Judge Thomas McCloskey had previously granted an emergency order that required New Brunswick Today to remove from its YouTube channel a security video from a local high school that it received from a confidential source and to refrain from writing about the video.
The video showed a school security guard confronting a student who tried to pass through metal detectors with an airsoft BB gun, causing the school to go into lockdown. The court’s previous order also prohibited the newspaper from publishing any other school security videos.
In a July 9 order, McCloskey refused to lift the prior restraint entirely, though he limited it in some respects. The order allows New Brunswick Today to publish and write about the video at issue, but only if it redacts the faces and other identifying information of minors from the video and refrains from identifying them in writing.
The order also requires New Brunswick Today to submit the redacted recording to the school district and court for approval before publication.
Most troublingly, the court also significantly broadened the prior restraint to apply to all members of “the press.” The July 9 order prohibits “the press” in general from publishing the video without redacting the identity of juveniles or including identifying information of juveniles when writing about the video.
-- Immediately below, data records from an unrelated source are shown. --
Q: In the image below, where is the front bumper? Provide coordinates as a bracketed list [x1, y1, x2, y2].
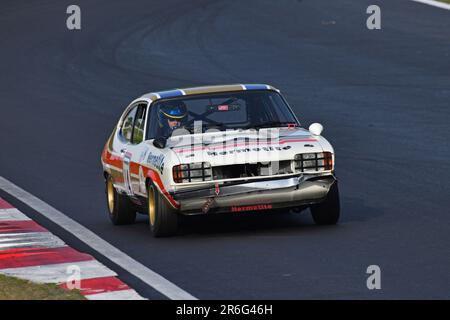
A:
[171, 174, 336, 214]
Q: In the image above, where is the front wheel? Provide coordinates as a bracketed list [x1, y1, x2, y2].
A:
[106, 176, 136, 225]
[147, 183, 178, 237]
[310, 181, 341, 225]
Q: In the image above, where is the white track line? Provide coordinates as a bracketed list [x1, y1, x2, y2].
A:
[0, 208, 31, 222]
[85, 290, 144, 300]
[0, 232, 65, 250]
[0, 260, 116, 282]
[0, 177, 196, 300]
[412, 0, 450, 10]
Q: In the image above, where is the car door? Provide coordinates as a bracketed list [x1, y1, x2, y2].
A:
[127, 103, 147, 195]
[119, 105, 138, 194]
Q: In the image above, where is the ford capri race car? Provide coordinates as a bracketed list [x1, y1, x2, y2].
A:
[101, 84, 340, 237]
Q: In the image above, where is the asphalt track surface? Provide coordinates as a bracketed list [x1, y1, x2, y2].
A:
[0, 0, 450, 299]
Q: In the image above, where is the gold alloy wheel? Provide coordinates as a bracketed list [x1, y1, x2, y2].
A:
[148, 186, 156, 226]
[106, 179, 114, 213]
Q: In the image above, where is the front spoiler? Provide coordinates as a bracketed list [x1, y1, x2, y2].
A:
[171, 174, 336, 214]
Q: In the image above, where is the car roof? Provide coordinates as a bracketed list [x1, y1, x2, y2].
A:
[141, 84, 279, 101]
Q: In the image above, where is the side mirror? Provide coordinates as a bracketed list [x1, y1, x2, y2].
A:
[153, 137, 167, 149]
[309, 122, 323, 136]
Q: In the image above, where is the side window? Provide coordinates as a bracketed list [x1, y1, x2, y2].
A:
[121, 107, 137, 141]
[147, 106, 159, 139]
[132, 104, 146, 144]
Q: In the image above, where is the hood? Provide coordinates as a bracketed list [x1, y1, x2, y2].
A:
[167, 128, 324, 166]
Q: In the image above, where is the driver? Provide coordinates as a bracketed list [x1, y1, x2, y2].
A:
[158, 101, 187, 137]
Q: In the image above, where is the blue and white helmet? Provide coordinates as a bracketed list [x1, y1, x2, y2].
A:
[158, 101, 187, 132]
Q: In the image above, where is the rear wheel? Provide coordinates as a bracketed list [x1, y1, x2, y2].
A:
[106, 176, 136, 225]
[147, 183, 178, 237]
[310, 182, 341, 225]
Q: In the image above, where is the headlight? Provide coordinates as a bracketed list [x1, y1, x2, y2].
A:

The following statement can be attributed to Caitlin Vogus, Freedom of the Press Foundation (FPF) senior adviser for advocacy:
“Forcing news outlets to delete or withhold information and to submit their work for government approval before they can publish is censorship, full stop.
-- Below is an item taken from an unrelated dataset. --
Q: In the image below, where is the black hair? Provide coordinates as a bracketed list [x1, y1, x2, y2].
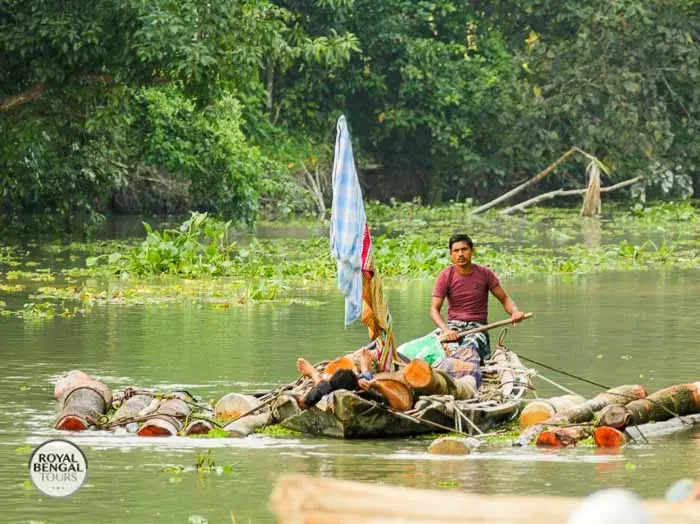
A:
[304, 369, 358, 408]
[329, 369, 357, 391]
[450, 233, 474, 251]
“The First Amendment could not be clearer: Prior restraints are almost never allowed. Neither judges nor the law can censor the press. Yet that is exactly what Judge McCloskey’s order permits.
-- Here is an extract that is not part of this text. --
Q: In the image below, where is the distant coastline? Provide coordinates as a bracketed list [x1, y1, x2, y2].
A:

“Judge McCloskey was right to narrow his order against New Brunswick Today, but it’s outrageous that he’s extended it to purport to apply to any member of the press who wants to publish or write about this video. Judges should know better. By substituting the court’s judgment about what to publish for that of any news outlet, the court has flatly defied the First Amendment and decades of Supreme Court precedent.
“Even in cases that don’t involve core First Amendment concerns, judges aren’t kings — they have no authority to issue orders binding unidentified journalists across the country who aren’t in their courtroom or parties to any case before them.
“Similar orders have been overturned across the country. If New Brunswick Today appeals and higher courts faithfully apply the law, this one should be as well.”